Ces trois aspects conti­nuent en effet à faire le plus obs­tacle, en Rdc, à une croissance tirée par le secteur privé un mauvais climat de l’investisse­ment (la RDC était classée en dernière position dans l’édition 2008 du rapport Doing Business). Un faible niveau d’accès aux services financiers (à raison de moins de 100.000 comptes ban­caires pour 60 millions d’habi­tants), et des entreprises publi­ques peu performantes.

Le Projet de renforce­ment des capacités de gouvernance vise à mettre en place des pratiques adéquates de gestion des finances publiques, condition nécessaire au rétablissement de la crédibilité de l’Etat en tant que prestataire de services de base dans ce con­texte de sortie de conflit. Il éta­blira ainsi le cadre voulu pour la réalisation des quatre objectifs intersectoriels du Contrat de gouvernance, en ce qui concerne notamment la réforme du sys­tème de rémunération, la dé­centralisation budgétaire, et la réforme des mécanismes de ges­tion des recettes et des dépen­ses.

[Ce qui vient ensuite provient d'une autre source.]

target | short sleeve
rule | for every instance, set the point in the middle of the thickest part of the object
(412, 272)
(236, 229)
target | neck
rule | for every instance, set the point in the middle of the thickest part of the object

La mise en application de ce cadre se fera principalement à l’échelon de projets sectoriels tels que les deux annoncés
aujourd’hui, ainsi que ceux déjà en cours (pour la santé et I’édu­cation) ou envisagés (pour l’agriculture, la foresterie et le secteur minier). Le projet gouvernance a été conçu en étroite collaboration avec d’autres bailleurs de fonds, no­tamment le Programme des Na­tions unies pour le développe­ment, l’Union européenne et la Coopération belge. Bien qu’il soit axé sur trois provinces (Bandundu, Katanga et Sud­-Kivu), sa mise en oeuvre s’ins­crit dans un programme de por­tée globale placé sous la tutelle du ministère de l’Intérieur, qui se donne pour but de couvrir I’en­semble du territoire.